In the late 1970s I worked a two-man patrol car with John H. — a great partner. Four days a week we worked alongside John N. and Kenny M. They too were fantastic cops. Kenny was one of those unique cops who had a mind like a computer. He could not only remember who the bad guys were, he could put a name with the face, and also recall their associates and where they hung out.
In between calls for service and making arrests, Kenny M. and John N. had spent the entire week chasing ‘William’ around town while he ran and hid in the homes of his friends.
It was now Friday afternoon. Kenny M. and John N. were off duty and John H. and I were on patrol. As we were patrolling our sector, John N. came by in his personal car — he lived in our sector. He had observed and was chasing his nemesis. William was once again running through backyards and disappearing from sight.
Perimeter Set, Search Goes On
We called for other patrol cars to set up a perimeter in the area in an effort to capture the fleet-of-foot subject. As might happen anyplace, people came out of the woodwork to gawk when the extra patrol cars arrived.
A couple of young gentlemen — each about ten years old — asked me, “What’s going on?”
I informed them we were looking for William, and asked, “Do you know where he’s hiding?”
“Yeah, I know, but I ain’t telling the police,” one replied.
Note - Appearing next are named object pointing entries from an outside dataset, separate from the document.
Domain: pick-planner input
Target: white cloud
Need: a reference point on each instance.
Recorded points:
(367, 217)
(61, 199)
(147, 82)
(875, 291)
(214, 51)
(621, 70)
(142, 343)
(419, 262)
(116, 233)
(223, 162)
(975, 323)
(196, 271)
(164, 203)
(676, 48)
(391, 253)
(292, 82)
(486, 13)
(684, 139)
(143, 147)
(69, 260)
Then in the distance, I heard a distinct noise — a sweet, sweet sound. It was almost as if John Wayne — in full cavalry uniform — had ordered the bugler to sound the charge so our hero could lead his troops to save all those beleaguered soldiers from being overrun.
It was actually the ice cream man sounding the charge with his rendition of “It’s a Small World, After All.”
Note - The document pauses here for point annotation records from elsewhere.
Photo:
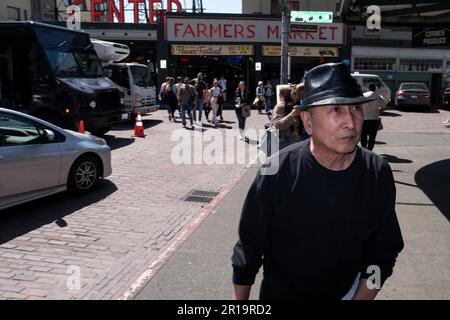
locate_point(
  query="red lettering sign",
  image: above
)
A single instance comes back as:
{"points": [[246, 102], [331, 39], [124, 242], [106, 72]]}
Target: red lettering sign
{"points": [[177, 28], [94, 12], [273, 32], [201, 30], [213, 30], [333, 30], [239, 31], [114, 11], [226, 31], [321, 35], [118, 12], [136, 9], [151, 9], [251, 31]]}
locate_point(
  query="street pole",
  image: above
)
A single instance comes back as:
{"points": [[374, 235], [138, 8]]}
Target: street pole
{"points": [[284, 41]]}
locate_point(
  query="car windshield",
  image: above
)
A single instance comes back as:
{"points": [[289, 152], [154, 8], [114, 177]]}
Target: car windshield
{"points": [[70, 54], [414, 86], [142, 76]]}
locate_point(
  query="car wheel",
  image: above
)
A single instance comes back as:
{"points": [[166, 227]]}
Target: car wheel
{"points": [[100, 132], [83, 175]]}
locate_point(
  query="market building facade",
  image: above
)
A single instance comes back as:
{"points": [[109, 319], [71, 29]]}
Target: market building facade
{"points": [[242, 47]]}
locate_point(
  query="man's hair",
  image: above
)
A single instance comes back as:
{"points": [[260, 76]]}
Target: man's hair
{"points": [[298, 89], [284, 90]]}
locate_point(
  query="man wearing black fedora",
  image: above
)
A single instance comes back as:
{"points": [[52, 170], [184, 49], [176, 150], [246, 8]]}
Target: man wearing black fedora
{"points": [[324, 226]]}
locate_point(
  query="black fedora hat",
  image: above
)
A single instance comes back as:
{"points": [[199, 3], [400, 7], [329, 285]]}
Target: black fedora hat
{"points": [[331, 84]]}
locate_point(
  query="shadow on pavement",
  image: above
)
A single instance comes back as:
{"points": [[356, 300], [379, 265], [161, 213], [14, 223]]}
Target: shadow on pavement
{"points": [[434, 181], [394, 159], [417, 109], [147, 123], [19, 220], [390, 114], [116, 142]]}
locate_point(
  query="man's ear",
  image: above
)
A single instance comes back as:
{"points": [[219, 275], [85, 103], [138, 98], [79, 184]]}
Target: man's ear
{"points": [[307, 121]]}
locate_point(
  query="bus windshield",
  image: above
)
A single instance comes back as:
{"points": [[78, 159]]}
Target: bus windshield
{"points": [[142, 76], [70, 54]]}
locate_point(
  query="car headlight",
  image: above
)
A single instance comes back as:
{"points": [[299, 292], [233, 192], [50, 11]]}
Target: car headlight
{"points": [[99, 140]]}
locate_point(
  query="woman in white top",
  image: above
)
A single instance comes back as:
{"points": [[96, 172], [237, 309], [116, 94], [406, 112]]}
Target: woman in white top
{"points": [[371, 118], [215, 93], [223, 84]]}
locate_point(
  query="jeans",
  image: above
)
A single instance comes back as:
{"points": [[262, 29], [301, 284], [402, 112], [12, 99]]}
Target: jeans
{"points": [[186, 108], [370, 130], [241, 121], [268, 103], [260, 105], [214, 107], [198, 107]]}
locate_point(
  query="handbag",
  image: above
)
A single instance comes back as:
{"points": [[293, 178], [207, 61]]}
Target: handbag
{"points": [[245, 110], [380, 125]]}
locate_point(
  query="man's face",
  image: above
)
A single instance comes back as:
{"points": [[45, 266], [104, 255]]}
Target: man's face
{"points": [[336, 129]]}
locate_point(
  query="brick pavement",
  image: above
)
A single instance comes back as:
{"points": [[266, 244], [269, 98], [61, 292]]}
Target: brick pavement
{"points": [[110, 236], [113, 234]]}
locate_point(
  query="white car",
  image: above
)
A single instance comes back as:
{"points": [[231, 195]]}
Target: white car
{"points": [[382, 89], [38, 159]]}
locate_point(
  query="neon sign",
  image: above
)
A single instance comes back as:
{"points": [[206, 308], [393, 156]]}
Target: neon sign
{"points": [[116, 9]]}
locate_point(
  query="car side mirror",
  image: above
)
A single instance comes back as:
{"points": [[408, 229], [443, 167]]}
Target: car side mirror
{"points": [[108, 72], [49, 135]]}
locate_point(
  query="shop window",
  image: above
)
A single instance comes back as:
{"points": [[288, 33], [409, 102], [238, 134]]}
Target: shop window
{"points": [[419, 65], [374, 64], [13, 13]]}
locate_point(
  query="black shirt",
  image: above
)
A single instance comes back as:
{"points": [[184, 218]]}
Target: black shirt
{"points": [[314, 229]]}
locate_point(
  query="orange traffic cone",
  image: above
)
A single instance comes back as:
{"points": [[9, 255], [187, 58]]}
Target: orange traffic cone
{"points": [[81, 127], [139, 127]]}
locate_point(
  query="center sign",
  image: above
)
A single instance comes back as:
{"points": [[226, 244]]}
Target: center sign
{"points": [[249, 31]]}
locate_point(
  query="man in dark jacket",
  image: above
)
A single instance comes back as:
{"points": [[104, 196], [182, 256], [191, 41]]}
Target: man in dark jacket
{"points": [[324, 226]]}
Keeping Your Informant’s Trust
Suddenly I knew how to bring William’s crime spree to a sudden end. I looked at my two new acquaintances and quickly negotiated a deal.
“The first one to tell me where William’s hiding gets a dollar for ice cream.”
Without blinking an eye, the young gentleman to my right said, “William’s in that house, hiding in the bedroom.”
I informed my partner — he and John N. went into the house, and when they came out, so did “William.”
I upheld my part of the negotiation and handed over the dollar to the tough young negotiator. The boy quickly departed to pay a visit to the ice cream man — his former partner in crime looked at me and asked, “Where’s my dollar?”
“You don’t get one,” I replied. “You didn’t tell me where William was hiding.”
John N. was happy. He finally caught William. At least one kid in the neighborhood was happy with his ice cream, while his friend learned a lesson in negotiations.
I would say it was a dollar well spent.